PSMC2/CCND1 axis promotes development of ovarian cancer through regulating cell growth, apoptosis and migration

Abstract

AbstractOvarian cancer is known as one of the most common malignancies of the gynecological system, whose treatment is still not satisfactory because of the unclear understanding of molecular mechanism. PSMC2 is an essential component of 19 S regulatory granules in 26 S proteasome and its relationship with ovarian cancer is still not clear. In this study, we found that PSMC2 was upregulated in ovarian cancer tissues, associated with tumor grade and could probably predict poor prognosis.
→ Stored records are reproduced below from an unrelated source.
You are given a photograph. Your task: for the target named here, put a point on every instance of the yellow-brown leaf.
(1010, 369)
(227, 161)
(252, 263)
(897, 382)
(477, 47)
Knocking down the endogenous PSMC2 expression in ovarian cancer cells could decrease colony formation ability, cell motility and cell proliferation rate, along with increasing cell apoptosis rate. Cells models or xenografts formed by cells with relatively lower expression of PSMC2 exhibited weaker oncogenicity and slower growth rate in vivo. Moreover, gene microarray was used to analyze the alteration of gene expression profiling of ovarian cancer induced by PSMC2 knockdown and identify CCND1 as a potential downstream of PSMC2. Further study revealed the mutual regulation between PSMC2 and CCND1, and demonstrated that knockdown of CCND1 could enhance the regulatory effects induced by PSMC2 knockdown and overexpression of CCND1 reverses it. In summary, PSMC2 may promote the development of ovarian cancer through CCND1, which may predict poor prognosis of ovarian cancer patients.